On peut certainement entendre le black metal à l’œuvre sur Tău, mais il est fait pour ressembler à autre chose par les couches de voix claires, les orchestrations folkloriques et les expérimentations extraterrestres. Qu’il s’agisse du vrai Negură Bunget ou non, Tău a une bonne maîtrise du style aventureux et dérangeant que j’ai (lentement) appris à aimer dans leur musique. Là où Tău souffre le plus, c’est dans l’écriture des chansons. Il y a de bonnes idées, mais seulement quelques bonnes chansons.’ »Schiminiceste », par exemple, est un morceau de clôture mélancolique, doté d’un refrain et d’une reprise parfaitement lugubres. « La Hotaru cu Cinci Culmi » sera, elle, une belle vitrine de leur côté folk, avec des chants païens enchanteurs et une instrumentation variée. Le plus souvent, cependant, la plupart des grands concepts de Tău ont besoin d’un meilleur contexte. Les chansons n’exploitent pas pleinement leurs meilleures idées ; elles s’égarent et errent, et ne donnent que rarement l’impression de construire quelque chose. La plupart du temps, un élan prometteur est enclenché, mais il est stoppé dans son élan par un détour malencontreux. « Taram Valhovnicesc « en est un exemple particulièrement frappant : si les deux dernières minutes constituent l’un de nos passages préférés de l’album, la majeure partie du morceau sonne comme du black metal synthétisé bon marché. Il y a un temps et un lieu pour ce genre de choses, mais dans le contexte de Tău, cela sert à nuire à l’atmosphère folklorique de l’album.

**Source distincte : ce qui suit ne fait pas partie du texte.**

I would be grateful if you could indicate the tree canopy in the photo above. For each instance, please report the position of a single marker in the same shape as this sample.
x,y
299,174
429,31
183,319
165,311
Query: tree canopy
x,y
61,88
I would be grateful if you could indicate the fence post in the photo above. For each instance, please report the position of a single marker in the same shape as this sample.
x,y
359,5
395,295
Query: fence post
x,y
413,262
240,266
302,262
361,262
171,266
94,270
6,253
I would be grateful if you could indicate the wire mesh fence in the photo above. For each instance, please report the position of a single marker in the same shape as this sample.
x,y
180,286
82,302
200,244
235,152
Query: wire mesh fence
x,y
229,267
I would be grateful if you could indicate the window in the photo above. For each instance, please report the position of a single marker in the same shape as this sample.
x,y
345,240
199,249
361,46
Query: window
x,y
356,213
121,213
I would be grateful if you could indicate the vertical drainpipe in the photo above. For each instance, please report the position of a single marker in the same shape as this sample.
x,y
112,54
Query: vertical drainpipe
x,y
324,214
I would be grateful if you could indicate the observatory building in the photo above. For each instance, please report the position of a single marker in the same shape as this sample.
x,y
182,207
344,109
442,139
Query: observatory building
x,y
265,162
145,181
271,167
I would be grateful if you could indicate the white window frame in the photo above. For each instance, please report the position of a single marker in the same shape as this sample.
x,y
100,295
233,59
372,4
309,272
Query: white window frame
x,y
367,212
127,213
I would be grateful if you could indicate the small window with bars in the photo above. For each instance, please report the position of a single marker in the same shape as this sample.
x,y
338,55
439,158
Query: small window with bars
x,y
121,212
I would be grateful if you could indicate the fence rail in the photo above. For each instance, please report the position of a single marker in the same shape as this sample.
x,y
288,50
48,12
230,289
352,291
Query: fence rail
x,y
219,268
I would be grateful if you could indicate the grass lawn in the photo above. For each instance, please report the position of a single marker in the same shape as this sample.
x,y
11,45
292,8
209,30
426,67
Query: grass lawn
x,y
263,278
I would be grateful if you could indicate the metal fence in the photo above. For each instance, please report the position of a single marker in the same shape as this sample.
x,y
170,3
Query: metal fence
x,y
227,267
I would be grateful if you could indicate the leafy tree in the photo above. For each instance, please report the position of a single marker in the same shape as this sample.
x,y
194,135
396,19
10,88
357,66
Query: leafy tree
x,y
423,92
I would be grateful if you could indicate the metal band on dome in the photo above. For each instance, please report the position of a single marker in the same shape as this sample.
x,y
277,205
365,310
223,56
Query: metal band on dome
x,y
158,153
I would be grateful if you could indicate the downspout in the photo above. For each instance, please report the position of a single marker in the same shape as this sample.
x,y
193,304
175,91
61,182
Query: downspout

Il n’y a rien qui me surprenne vraiment dans la façon dont cet album a tourné. Hupogrammos et Sol Faur étaient responsables de la majeure partie de l’écriture avant que Negură Bunget ne prenne des chemins séparés. M. Negru a prouvé qu’il était capable de diriger un groupe avec toutes les cloches et les sifflets associés à ce projet, mais l’écriture de chansons ne fait pas partie de ses talents les plus forts. Avec « Schiminiceste », Tău est très bon. Avec « Taram Valhovnicesc », pas vraiment. La plupart du temps, l’album tombe dans ce milieu indéfini où la musique est agréable sans être immersive.
On peut aimer cet album, mais on peut également espérer le meilleur pour les prochains chapitres de cette « Transylvanian Trilogy » sur laquelle ils travaillent, mais sauf la non-possibilité d’une réconciliation miraculeuse, on peut craindre que les meilleurs jours de Negură Bunget ne soient terminés, et ce depuis un bon moment.